Sotero, san (166 - 174)
Originario de Campania, se han suscitado algunas dudas en torno a las fechas de su pontificado. En una fecha indeterminada escribió al obispo Dionisio de Corinto, acompañando su carta de regalos y recomendaciones; se han conservado únicamente fragmentos de la respuesta, sumamente afable, los cuales permiten establecer que se mantenía una relación de primacía entre Roma y Corinto y que, en tiempos de persecución, eran más frecuentes las condenas a trabajos forzados en las minas que las penas de muerte. Por otra parte, la respuesta de Dionisio de Corinto induce a los historiadores a pensar que la carta perdida de san Sotero contenía reprensiones y advertencias contra cierta laxitud de costumbres. Bajo Sotero se establece la conmemoración anual de la Resurrección, pero fijándola no en el día 14 de Nisan con independencia de su colocación dentro de la semana, sino en el domingo inmediatamente posterior a dicha fecha; una diferencia, en relación con las Iglesias orientales, que daría lugar posteriormente a ciertas discusiones. Noticias más tardías y no comprobadas atribuyen a san Sotero una carta contra el montanismo. Era éste un movimiento nacido en Frigia, que se deno minaba a sí mismo «nueva profecía»; el término montanismo se debe a que fue Montano su principal difusor (el cual pretendía que, por directa inspiración del mismo Jesucristo). Los montanistas exigían un rigor extremo en la vida, con fuertes ayunos, abstinencia de matrimonio y abandono de los negocios de este mundo. La visión extremada del montanismo perjudicó grandemente a la Iglesia ante las autoridades del Imperio romano, que distinguían mal entre la secta y los cristianos.

Eleuterio, san (174 - 189)
Ultimo de los papas mencionados en la lista de san Ireneo que estuvo estrechamente vinculado a su persona. Griego procedente de Nicomedia (parece que la grafía correcta es Eleutherus), actuó como diácono durante el pontificado de san Aniceto. Coincidiendo el de san Eleuterio con los gobiernos de Marco Aurelio (161-180) y Commodo (180-192), durante los cuales disminuyeron las persecuciones, pudo discurrir pacífico en cuanto a sus relaciones con el exterior.
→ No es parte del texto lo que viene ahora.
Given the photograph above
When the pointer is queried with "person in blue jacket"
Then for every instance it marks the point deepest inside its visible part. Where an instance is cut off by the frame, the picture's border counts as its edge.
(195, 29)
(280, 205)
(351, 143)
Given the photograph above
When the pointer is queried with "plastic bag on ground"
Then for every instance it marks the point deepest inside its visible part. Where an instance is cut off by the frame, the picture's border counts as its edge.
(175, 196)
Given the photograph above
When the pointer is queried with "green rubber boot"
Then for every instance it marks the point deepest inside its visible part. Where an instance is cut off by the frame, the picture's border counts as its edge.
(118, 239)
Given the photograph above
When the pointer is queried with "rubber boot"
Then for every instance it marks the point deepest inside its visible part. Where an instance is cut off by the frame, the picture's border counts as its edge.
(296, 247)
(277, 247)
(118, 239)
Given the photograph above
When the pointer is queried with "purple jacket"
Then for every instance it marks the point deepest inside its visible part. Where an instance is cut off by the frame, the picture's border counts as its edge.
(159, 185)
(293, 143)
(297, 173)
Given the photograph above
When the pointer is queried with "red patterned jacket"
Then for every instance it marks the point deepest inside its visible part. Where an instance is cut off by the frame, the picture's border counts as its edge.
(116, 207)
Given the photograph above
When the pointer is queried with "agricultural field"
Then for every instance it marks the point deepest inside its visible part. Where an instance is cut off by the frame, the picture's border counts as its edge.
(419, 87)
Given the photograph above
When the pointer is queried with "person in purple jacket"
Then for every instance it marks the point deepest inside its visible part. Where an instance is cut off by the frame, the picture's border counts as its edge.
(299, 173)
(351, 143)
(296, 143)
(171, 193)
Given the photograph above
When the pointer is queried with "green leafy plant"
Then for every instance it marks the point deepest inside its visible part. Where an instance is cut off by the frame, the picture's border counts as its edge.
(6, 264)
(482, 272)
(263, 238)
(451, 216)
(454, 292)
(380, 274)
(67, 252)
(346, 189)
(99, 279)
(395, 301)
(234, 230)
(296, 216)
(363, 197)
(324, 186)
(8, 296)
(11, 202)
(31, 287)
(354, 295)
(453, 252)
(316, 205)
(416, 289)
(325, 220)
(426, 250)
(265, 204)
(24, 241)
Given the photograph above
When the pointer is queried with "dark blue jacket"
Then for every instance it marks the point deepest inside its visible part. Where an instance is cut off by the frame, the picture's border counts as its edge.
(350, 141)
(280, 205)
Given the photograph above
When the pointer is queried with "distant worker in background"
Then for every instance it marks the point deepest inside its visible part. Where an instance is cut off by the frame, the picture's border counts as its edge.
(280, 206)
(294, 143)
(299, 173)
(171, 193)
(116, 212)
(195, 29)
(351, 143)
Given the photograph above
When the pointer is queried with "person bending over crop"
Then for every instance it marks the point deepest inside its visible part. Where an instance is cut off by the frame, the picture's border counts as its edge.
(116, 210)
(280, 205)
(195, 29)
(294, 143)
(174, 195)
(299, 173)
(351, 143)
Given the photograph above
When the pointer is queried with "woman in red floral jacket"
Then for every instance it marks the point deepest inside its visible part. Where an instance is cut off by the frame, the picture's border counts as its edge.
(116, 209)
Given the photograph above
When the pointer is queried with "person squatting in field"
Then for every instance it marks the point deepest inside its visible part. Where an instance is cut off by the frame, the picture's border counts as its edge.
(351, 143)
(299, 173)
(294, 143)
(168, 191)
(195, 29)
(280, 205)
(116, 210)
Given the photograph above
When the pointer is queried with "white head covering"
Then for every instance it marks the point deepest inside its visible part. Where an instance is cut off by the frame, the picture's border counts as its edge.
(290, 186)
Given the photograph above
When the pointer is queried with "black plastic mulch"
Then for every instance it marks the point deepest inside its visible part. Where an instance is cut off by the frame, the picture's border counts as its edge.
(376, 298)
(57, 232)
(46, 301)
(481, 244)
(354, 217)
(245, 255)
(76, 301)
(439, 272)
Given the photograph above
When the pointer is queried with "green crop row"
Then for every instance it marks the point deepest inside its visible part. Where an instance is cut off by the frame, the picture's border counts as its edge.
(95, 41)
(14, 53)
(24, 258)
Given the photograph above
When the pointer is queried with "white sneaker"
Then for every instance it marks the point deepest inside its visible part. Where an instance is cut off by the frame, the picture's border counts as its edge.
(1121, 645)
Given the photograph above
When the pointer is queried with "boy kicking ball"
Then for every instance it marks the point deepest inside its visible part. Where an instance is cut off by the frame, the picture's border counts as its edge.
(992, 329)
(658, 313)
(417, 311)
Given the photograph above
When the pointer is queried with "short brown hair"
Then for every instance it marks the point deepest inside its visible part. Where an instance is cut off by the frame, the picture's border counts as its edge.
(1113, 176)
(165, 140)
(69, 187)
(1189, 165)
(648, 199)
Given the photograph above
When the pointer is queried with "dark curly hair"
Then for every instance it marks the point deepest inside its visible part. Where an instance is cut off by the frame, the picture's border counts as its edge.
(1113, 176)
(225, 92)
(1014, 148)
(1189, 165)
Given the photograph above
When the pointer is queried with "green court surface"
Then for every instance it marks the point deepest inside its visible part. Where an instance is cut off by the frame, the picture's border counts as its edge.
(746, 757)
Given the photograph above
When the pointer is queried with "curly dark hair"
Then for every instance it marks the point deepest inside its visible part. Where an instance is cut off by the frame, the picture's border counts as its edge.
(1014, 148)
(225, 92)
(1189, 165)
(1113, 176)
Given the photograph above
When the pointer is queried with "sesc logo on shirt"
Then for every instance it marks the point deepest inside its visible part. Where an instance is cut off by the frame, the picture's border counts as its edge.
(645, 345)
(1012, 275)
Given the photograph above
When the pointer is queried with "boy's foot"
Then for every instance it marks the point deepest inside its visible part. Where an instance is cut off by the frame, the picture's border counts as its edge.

Lucio Septimio Megas, Abgar IX, rey de Edessa, situada en el norte de Mesopotamia, envió mensajeros a san Eleuterio solicitando ser bautizado e instruido en la fe, algo que conocemos por datos posteriores fidedignos. Las preocupaciones principales del pontificado llegaban ahora del interior: valentinianos, marcionitas y montañistas creaban fuertes movimientos de disensión que amenazaban la unidad y la estabilidad de la propia Iglesia. Hacia el año 177 san Ireneo regresó desde Lyon a Roma para plantear, en pleno reconocimiento de su primado, las dos cuestiones que aquejaban a su Iglesia: una fuerte persedición local y la presencia de los montanistas. Parece que, al principio, el papa no quería dar demasiada importancia a estos últimos, que se presentaban tan sólo como excesivos rigoristas, pero al final tuvo que condenar su doctrina como contraria a una de las aserciones fundamentales del cristianismo: no son las cosas materiales en sí buenas o malas, sino el uso que de ellas se haga.

Víctor I, san (189 - 198)
Nacido en África, es el primer papa de quien consta la calidad de latino; en adelante se registrará un predominio de éstos sobre los griegos. Las manifestaciones de superioridad de Roma sobre las demás Iglesias hasta entonces detectadas se limitaban a la primacía de honor y de consejo. San Víctor la invoca en un sentido disciplinar, aplicándola a la cuestión de la Pascua. Sotero había aceptado establecer una solemne conmemoración anual de la Pascua del Señor, pero insistiendo en señalar el domingo como día de la Resurrección (dies Dominí). Algunas Iglesias orientales seguían con la costumbre de celebrarla el 14 Nisan con independencia de cuál fuera el día de la semana. Sínodos celebrados en Roma y otros lugares fueron aceptando el nuevo cómputo «romano»,coherente con el Símbolo de Fe de que «al tercer día resucitó». Las Iglesias de Asia Menor se negaron a cambiar la costumbre y Víctor I declaró que quedaban excluidas de la comunión con la Iglesia universal. No faltaron observaciones en contra, entre ellas de san Ireneo, que era el más firme defensor del primado romano, pero el papa no cedió. Quedaba sentado el principio de que en materia de fe y costumbres a Roma correspondía la decisión. Idéntica energía mostró frente al «adopcionismo», que en torno al 190 un curtidor muy culto, Teodoto de Bizancio, había comenzado a enseñar. Consistía esta doctrina en afirmar que, hasta el bautismo, Jesús había sido simplemente un hombre como los demás. El Espíritu Santo había descendido sobre él adoptándole como Hijo de Dios y retirándose luego en el momento de la Pasión. Víctor pronunció la excomunión contra Teodoto y sus seguidores y la hizo extensiva a toda la Iglesia.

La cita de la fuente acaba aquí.